Farther north, an entire city block is a construction site as two condo towers and some retail space replace a strip of colorful and creaky buildings that once offered body piercing and pole-dancing shoes. “We target a very specific market, mostly men. We’re not a shopping destination, so more people doesn’t mean a lot more business,” says Bill Greer, general manager and three-decade veteran of the Brass Rail Tavern, a two-story club in the area. “I don’t think we’ll be around in 10 years’ time.” Just outside the Brass Rail’s doors, a 75-story residential tower opened this year on a piece of land that cost C$53 million. An 80-story luxury tower is under construction following a C$225 million deal for less than 1 acre, according to data from Altus.

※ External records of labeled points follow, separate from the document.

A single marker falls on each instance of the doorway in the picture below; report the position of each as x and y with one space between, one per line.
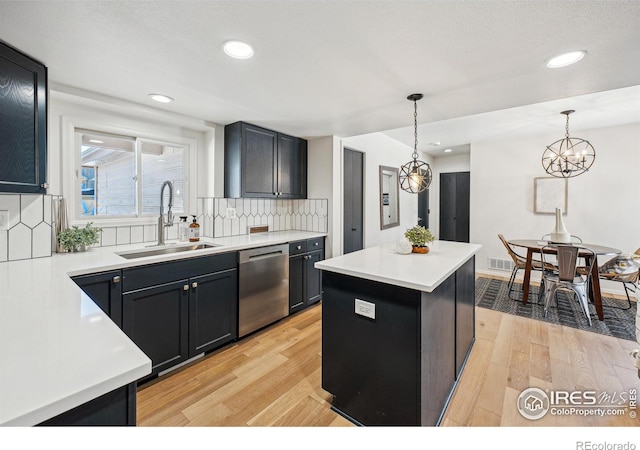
353 201
454 206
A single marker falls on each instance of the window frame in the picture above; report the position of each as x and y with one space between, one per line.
71 169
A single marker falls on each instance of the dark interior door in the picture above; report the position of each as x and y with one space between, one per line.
454 206
353 201
423 208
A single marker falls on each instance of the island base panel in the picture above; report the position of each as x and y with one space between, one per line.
401 367
370 366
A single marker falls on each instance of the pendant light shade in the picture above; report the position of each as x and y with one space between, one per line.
568 157
415 176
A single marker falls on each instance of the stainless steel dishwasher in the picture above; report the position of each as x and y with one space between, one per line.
263 279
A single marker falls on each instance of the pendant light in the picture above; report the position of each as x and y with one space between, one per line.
415 176
568 157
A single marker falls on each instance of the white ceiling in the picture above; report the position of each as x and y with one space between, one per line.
345 68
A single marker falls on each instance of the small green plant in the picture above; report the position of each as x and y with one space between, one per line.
75 239
419 236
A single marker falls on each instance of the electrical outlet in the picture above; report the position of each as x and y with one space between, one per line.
366 309
4 220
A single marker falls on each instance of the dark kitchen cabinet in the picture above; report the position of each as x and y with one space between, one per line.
263 163
23 122
105 289
213 310
305 281
176 310
156 319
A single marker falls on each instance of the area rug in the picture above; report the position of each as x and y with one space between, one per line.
620 323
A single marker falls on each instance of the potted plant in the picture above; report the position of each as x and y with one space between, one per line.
419 237
76 239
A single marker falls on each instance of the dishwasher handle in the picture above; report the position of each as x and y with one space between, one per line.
259 253
263 256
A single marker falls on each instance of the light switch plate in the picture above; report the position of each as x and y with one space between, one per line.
4 220
366 309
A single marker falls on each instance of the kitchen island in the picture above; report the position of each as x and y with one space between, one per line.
396 331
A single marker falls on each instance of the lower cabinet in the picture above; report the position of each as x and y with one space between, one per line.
172 320
305 281
105 289
213 311
157 320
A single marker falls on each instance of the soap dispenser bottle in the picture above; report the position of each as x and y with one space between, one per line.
183 229
194 230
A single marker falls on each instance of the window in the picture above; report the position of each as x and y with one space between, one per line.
121 176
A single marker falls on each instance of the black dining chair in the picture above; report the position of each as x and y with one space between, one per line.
567 276
520 263
627 274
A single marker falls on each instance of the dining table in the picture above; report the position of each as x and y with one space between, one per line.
535 246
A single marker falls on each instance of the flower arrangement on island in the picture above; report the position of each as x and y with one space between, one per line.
419 237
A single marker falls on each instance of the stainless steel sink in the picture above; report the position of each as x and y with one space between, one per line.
165 250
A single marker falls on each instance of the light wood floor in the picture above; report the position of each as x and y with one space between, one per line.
273 377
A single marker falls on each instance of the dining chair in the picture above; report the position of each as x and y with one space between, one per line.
520 263
567 277
628 276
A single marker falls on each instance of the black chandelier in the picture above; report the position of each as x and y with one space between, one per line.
568 157
415 176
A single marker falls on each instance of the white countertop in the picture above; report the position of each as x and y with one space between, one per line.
422 272
58 349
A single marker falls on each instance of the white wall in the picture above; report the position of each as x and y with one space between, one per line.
381 150
602 203
324 181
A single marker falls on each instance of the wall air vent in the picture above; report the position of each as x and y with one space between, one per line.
501 264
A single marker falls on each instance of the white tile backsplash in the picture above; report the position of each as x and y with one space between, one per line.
278 215
30 225
41 238
32 209
20 242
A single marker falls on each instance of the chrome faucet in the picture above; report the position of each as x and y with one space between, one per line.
161 222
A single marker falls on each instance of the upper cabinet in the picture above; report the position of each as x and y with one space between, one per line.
23 123
263 163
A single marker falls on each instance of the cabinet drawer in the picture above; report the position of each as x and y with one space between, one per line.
315 244
297 247
167 272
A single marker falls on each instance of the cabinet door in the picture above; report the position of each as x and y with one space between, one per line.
313 278
213 311
105 289
292 167
259 161
23 123
156 319
296 282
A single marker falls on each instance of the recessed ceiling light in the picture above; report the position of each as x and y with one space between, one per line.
161 98
566 59
238 49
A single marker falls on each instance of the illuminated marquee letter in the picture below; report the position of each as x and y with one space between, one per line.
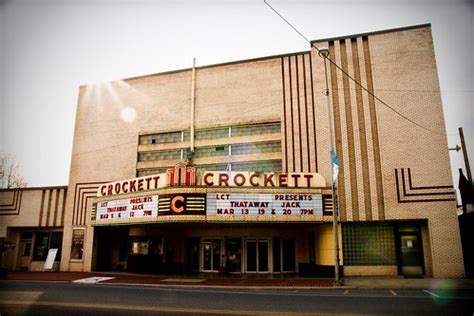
177 204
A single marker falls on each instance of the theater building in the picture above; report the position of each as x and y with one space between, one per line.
227 168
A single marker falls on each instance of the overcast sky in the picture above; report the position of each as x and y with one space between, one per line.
48 48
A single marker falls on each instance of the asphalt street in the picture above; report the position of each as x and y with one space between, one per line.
66 298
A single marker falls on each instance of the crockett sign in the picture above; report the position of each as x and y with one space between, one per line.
182 175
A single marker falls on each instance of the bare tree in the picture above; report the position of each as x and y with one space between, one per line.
9 176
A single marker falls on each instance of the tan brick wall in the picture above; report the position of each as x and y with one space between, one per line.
373 143
403 73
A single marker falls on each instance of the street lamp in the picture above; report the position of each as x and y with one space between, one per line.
324 53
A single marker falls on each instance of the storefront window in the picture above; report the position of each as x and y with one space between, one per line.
45 241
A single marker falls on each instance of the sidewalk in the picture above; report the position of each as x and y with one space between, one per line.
370 282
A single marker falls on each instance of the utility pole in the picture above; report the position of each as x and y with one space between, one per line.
464 152
324 53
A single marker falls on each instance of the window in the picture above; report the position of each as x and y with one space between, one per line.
213 167
147 172
45 241
258 166
211 151
212 133
368 244
256 129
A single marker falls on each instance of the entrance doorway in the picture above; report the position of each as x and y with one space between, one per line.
257 255
212 259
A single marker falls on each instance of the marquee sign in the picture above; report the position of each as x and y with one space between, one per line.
230 204
137 207
182 175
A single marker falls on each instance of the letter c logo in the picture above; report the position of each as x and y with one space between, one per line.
177 204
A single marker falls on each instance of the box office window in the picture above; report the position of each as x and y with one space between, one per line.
45 241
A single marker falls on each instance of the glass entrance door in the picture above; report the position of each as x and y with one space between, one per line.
211 255
411 254
257 255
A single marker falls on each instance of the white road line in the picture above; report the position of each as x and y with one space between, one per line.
93 280
431 293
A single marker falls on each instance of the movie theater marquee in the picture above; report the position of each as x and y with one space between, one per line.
228 204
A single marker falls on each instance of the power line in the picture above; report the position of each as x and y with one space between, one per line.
352 78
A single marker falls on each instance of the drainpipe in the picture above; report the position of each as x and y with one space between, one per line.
193 92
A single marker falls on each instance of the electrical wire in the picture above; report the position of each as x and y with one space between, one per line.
353 79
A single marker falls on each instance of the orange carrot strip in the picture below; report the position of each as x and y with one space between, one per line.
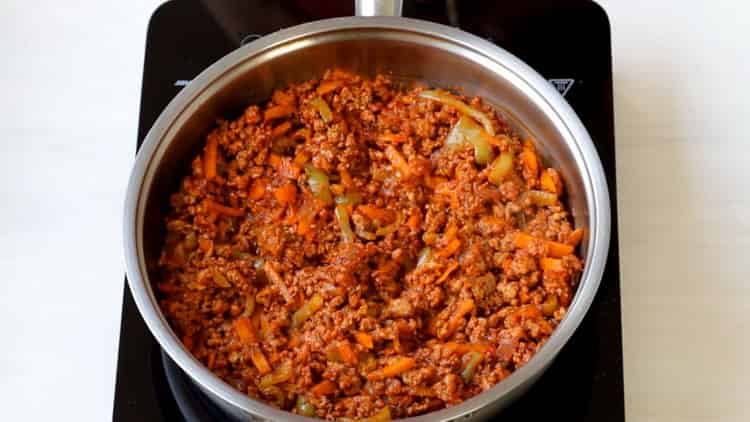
413 221
274 161
205 244
259 360
554 249
530 162
287 168
451 267
347 353
550 181
257 189
278 111
306 217
223 209
374 213
286 194
281 129
558 250
364 339
398 161
245 330
395 367
323 388
301 158
523 240
464 307
393 137
328 86
210 156
575 237
551 264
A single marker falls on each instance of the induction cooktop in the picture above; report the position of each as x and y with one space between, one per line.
567 41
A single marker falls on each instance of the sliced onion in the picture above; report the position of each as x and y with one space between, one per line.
319 184
447 99
468 131
323 109
501 167
342 217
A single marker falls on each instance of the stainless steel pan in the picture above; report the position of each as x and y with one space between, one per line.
409 50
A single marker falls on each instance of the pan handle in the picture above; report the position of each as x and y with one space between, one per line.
378 7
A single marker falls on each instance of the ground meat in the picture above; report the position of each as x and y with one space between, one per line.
329 253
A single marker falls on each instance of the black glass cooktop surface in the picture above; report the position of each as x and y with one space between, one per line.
567 41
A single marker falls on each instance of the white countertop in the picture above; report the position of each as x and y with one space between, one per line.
69 98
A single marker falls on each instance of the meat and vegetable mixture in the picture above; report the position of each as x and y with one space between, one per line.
357 250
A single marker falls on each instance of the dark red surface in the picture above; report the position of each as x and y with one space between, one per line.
565 39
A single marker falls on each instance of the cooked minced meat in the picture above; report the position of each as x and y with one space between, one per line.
356 249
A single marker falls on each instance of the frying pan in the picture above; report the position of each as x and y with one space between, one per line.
375 41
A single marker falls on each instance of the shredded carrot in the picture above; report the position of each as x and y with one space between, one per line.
395 367
449 249
223 209
210 156
245 330
364 339
575 237
323 388
274 160
374 213
278 111
257 189
282 98
328 86
551 264
281 129
259 360
550 181
451 267
398 161
395 138
347 353
463 348
286 194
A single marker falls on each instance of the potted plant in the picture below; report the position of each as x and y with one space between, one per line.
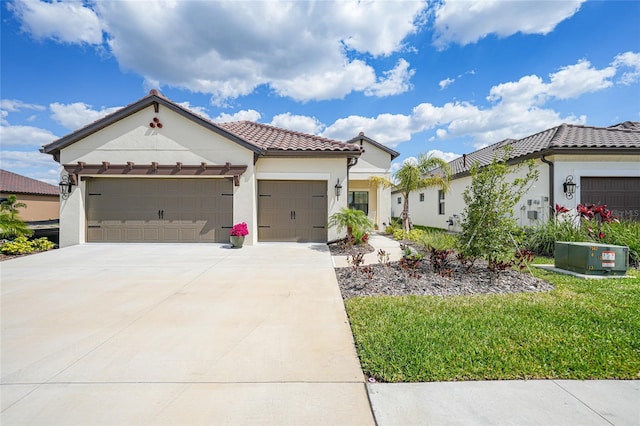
237 234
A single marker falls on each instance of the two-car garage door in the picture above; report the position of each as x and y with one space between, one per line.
159 210
200 210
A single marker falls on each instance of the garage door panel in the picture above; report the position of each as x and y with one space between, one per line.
620 194
292 211
157 210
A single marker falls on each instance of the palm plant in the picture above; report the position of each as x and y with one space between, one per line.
427 172
10 223
355 221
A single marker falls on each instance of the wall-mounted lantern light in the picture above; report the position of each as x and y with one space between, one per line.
66 186
569 187
338 188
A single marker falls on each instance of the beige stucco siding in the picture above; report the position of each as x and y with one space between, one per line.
39 207
578 167
538 198
535 200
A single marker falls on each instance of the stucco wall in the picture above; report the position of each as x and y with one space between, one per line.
322 169
373 162
579 166
535 200
426 213
39 207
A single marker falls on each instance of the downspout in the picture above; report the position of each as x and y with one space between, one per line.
552 204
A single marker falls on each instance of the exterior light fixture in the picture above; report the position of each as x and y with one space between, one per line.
66 185
338 188
569 187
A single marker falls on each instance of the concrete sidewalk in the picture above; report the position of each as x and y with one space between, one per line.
514 402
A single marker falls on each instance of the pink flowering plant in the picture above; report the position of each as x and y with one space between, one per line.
239 230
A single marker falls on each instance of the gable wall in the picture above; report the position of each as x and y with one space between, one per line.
132 139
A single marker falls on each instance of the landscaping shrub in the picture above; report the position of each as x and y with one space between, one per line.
356 222
585 228
489 230
22 245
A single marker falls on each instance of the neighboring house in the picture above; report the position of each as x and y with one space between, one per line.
155 171
42 199
374 161
602 162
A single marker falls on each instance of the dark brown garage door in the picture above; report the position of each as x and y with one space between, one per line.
292 211
620 194
159 210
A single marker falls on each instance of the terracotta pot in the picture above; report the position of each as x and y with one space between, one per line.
236 241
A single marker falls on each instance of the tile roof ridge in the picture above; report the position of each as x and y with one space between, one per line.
291 132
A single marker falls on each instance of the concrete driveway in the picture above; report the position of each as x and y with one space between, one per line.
107 334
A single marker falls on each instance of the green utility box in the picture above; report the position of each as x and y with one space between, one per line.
592 258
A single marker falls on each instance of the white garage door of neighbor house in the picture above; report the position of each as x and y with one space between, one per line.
159 210
292 211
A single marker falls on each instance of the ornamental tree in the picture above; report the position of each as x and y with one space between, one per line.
488 225
427 172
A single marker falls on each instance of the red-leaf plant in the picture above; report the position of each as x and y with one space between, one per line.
590 212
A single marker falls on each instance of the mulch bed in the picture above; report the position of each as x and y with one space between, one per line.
392 280
339 249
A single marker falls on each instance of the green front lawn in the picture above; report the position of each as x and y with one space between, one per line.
584 329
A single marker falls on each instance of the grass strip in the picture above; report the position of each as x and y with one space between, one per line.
584 329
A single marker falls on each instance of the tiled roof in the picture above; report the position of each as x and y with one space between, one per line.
566 137
274 138
13 183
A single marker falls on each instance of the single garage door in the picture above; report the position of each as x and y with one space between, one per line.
292 211
159 210
621 195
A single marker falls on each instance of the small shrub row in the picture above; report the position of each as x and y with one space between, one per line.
22 245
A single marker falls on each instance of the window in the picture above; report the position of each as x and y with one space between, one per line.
440 201
359 200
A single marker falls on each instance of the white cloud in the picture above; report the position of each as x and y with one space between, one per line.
574 80
388 129
517 109
32 164
630 60
244 115
300 123
201 111
65 22
14 105
331 83
446 156
25 136
76 115
395 82
468 21
301 50
446 83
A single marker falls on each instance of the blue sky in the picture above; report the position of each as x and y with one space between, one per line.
442 77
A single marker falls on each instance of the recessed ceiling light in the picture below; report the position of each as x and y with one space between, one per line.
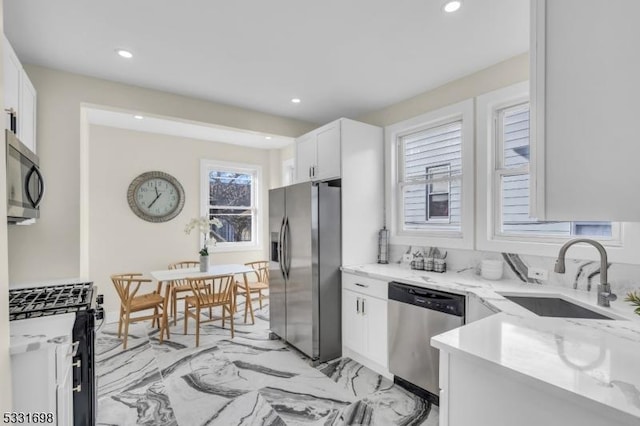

Adult-entertainment sites in Toronto have made way for a luxury townhouse complex, churches, a Sikh temple, a mosque, charities, and a furniture store visited by one of the Property Brothers of reality-TV fame. One midtown club, Cheaters Tavern, was renamed Mystique Lounge, then became a liquor store, and then a Kitchen Stuff Plus.

Some owners say they aren’t going anywhere. “What am I going to do, sit at home and die?” asks Spiro Koumoudouros, owner of House of Lancaster. Koumoudouros sold his other strip club recently, three decades after a successful legal campaign he and his brother waged to allow fully nude dancers. Others, like Cooper, are willing to sell at the right price. The owner of Filmores Gentleman’s Club, who is also a real estate investor, is open to proposals. And Caddy’s, in the city’s east end, is part of a land deal being marketed now. Toronto’s dirty dozen may soon be whittled down to two or three.

BOTTOM LINE - Toronto’s infamous strip clubs sit on lots now coveted by the developers of luxury townhouses and furniture stores.